Esse sistema é baseado em três informações-chave:
Assim, é feita uma combinação das categorias para que o estadiamento seja alcançado. Ao final, elas resultam em um estágio geral de I a III.10
Já esse sistema é baseado em quatro pontos de destaque:
As categorias T, N, M e G são combinadas para formar um estágio geral, que varia de I a IV.10
Por fim, vale lembrar que esses estágios são gerais.
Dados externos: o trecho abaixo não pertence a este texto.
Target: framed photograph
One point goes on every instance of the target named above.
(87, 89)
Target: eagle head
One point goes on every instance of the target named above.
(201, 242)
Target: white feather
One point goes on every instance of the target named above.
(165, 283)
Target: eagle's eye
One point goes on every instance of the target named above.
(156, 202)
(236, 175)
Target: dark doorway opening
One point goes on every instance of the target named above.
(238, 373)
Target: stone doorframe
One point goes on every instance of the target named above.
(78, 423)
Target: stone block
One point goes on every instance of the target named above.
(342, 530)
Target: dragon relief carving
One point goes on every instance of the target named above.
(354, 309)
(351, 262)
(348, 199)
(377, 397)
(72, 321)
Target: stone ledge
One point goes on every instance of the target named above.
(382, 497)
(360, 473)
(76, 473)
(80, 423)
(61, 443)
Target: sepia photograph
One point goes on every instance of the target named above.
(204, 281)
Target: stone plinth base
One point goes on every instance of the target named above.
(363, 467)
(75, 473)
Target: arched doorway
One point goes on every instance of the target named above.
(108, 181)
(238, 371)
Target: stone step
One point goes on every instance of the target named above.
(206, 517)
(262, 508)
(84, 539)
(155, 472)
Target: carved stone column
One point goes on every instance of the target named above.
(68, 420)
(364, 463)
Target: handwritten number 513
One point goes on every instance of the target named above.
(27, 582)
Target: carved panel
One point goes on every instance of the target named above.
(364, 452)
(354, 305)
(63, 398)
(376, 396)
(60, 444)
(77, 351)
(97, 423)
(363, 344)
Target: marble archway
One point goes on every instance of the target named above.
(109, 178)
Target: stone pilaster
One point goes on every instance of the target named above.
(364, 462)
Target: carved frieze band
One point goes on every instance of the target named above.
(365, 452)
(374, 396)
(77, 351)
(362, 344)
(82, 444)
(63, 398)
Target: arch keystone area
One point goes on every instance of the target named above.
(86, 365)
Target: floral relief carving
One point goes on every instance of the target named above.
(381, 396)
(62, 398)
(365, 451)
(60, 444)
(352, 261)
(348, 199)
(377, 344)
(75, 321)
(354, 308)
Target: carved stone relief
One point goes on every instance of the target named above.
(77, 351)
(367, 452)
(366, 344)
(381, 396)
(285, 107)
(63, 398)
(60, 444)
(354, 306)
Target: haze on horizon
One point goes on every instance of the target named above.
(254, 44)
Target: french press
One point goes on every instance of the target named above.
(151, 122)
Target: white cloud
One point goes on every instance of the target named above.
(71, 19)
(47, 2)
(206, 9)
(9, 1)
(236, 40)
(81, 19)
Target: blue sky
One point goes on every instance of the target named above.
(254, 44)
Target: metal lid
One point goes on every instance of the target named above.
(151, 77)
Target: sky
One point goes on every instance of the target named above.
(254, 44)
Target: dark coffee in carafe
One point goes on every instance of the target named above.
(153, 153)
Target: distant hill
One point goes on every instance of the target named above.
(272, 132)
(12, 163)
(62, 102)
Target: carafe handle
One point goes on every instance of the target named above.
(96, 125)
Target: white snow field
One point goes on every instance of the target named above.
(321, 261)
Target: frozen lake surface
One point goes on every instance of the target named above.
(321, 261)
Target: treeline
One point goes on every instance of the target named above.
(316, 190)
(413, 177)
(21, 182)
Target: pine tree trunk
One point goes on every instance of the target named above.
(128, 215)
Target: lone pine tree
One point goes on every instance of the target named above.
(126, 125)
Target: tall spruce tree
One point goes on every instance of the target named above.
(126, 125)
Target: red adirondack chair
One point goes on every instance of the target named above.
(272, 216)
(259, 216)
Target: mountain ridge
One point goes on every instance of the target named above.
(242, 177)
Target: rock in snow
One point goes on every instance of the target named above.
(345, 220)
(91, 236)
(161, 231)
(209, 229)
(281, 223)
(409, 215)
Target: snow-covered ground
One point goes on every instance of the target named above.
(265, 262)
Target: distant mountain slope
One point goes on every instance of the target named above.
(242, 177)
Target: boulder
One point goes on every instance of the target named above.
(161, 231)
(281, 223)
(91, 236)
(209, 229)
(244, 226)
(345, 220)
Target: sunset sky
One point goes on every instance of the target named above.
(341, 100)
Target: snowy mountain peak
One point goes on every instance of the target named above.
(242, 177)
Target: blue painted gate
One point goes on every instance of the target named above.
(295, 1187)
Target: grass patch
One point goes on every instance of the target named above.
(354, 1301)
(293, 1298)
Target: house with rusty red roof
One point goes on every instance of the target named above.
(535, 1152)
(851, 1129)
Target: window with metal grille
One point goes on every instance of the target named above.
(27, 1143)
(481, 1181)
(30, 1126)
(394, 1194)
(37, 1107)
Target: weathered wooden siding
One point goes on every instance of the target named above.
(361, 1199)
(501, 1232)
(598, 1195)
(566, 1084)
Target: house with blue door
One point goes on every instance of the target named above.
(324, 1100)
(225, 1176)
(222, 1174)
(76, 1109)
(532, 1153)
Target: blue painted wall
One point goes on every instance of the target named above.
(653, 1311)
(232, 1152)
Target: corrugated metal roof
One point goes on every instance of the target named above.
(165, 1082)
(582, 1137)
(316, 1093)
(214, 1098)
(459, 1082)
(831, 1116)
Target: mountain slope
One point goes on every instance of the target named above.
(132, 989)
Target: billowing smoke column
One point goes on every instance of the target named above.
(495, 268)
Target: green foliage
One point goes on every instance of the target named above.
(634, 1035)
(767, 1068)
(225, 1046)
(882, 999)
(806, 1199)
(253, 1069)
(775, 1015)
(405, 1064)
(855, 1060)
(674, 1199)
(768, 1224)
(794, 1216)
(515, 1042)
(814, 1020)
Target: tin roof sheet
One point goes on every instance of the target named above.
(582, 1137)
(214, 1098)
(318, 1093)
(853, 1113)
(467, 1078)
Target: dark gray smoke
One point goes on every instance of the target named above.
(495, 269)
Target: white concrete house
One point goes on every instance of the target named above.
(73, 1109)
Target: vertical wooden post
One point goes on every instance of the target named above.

Alguns tipos diferentes de câncer ósseo terão outras formas de estadiamento. Por isso, é importante tirar suas dúvidas diretamente com seu médico.10
Agora, é hora de entender como é o tratamento para tumores ósseos e se câncer nos ossos tem cura. Muitas vezes, as opções podem ser combinadas, e é importante que você discuta suas opções com a equipe responsável pelo seu caso.11 Vamos lá?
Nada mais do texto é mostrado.